Prophylactic measures seem to lie in the destruction of infected dogs and diminishing the breeding of fleas (see p. [111]).

B. Oriental Sore, due to Leishmania tropica.

Oriental sore, known under many other names (see p. [107]), is a local infection of the skin due to Leishmania tropica. The incubation period varies from a few days to some weeks, or even months, and then one or several small itching papules appear. Each spot becomes red and shotty, the papules increase slowly in size and the surface becomes covered with papery scales. After a variable time, usually not exceeding three to four months, ulceration occurs and a yellowish secretion is exuded that soon dries into a scab. Under the scab ulceration continues by erosion of the edges, and subsidiary sores arise around the parent ulcer and usually fuse with it. Healing commences after six to twelve months. Granulation begins at the centre and spreads outwards, and when healing is complete, a depressed, whitish or pinkish scar remains.

Many treatments for Oriental sore have been devised but do not seem particularly satisfactory. Castellani and Chalmers state that the scabs should be removed by boracic acid fomentations, and the ulcers thoroughly disinfected once or twice daily with a 1 per 1,000 solution of perchloride of mercury, after which an ordinary antiseptic ointment is applied.

The use of permanganate of potash has been advocated both by French and English doctors. Both large and small sores can be treated. The patient’s skin around the sore is protected by a thick layer of vaseline, and the surface of the ulcer powdered with potassium permanganate, which is kept in position by a pad of gauze and a bandage. The treatment is said to cause great pain for six to eight hours, but at the most, three treatments are necessary before the sore becomes a simple ulcer, well on the way to healing. The permanganate may also be used in ointment. Excision of the ulcer when small is advisable when the site of the ulcer permits of this. According to Manson, reports on treatment by radium, salvarsan and carbon dioxide snow are decidedly promising. Mitchell (1914)[447] reports favourably on the use of carbon dioxide snow in the form of a pencil, in India. In Brazil several workers (1914) record successful results from the intravenous injection of a 1 per cent. solution of tartar emetic in distilled water. Low (1915) has successfully treated a case by direct local application of tartar emetic. Row (1912) has treated cases of Oriental sore by inoculation of killed cultures of the causal organism.

As the disease is very contagious, the slightest wound, and any insect bite, should be thoroughly disinfected with 5 per cent. carbolic acid or iodine. Destruction of bugs, lice, and other biting insects should be enforced. As dogs may contract the disease (see p. [108]), it is well not to allow them in the house and not to encourage undue contact with them.

Naso-oral Leishmaniasis (Espundia) due to Leishmania tropica.

This form of Leishmaniasis has been reported from South America and recently by Christopherson[448] (1914) from the Sudan. In South America it is often called Espundia, also Buba and Forestal Leishmaniasis. The primary lesion is found usually on the forearms, legs, chest or trunk. This ulcer is of the Oriental sore type, and after some months, or even as long as two years, heals up, leaving a thick scar. While the ulcer is open, or more often after it has healed, lesions appear on the mucosa of the mouth and nose. The hard and soft palate, gums and lips all may be attacked. The mucosa of the nose is usually attacked and the cartilages become destroyed, producing great deformity. In bad cases the pharynx and larynx may become infected.

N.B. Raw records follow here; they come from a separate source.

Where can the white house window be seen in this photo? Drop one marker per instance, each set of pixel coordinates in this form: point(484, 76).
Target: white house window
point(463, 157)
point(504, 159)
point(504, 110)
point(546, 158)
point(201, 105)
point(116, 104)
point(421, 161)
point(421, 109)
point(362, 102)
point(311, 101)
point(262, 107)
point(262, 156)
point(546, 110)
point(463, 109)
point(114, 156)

Till recently it was believed that treatment was of little use unless the case could be investigated early. Escomel considered that if the primary cutaneous lesion was excised or destroyed, further progress of the disease was prevented. When lesions have appeared on the mucosa of the mouth or nose, little could be done. The ulcers might be cauterized and mild antiseptic mouth washes used.

In 1913 Vianna, working in Brazil, introduced treatment by tartar emetic, which is now becoming more widely known and proving efficacious. Carini[449] (1914) applies it thus. Tartar emetic (that is, potassium antimonyl tartrate) in 1 per cent. aqueous solution is introduced slowly into a vein, such as the vein at the bend of the elbow, in doses of 5 to 10 c.c. daily or on alternate days according to the tolerance of the patient to the drug. Eighteen to forty injections have been used. In some of the memoirs on the subject, the drug is referred to as antimony tartrate.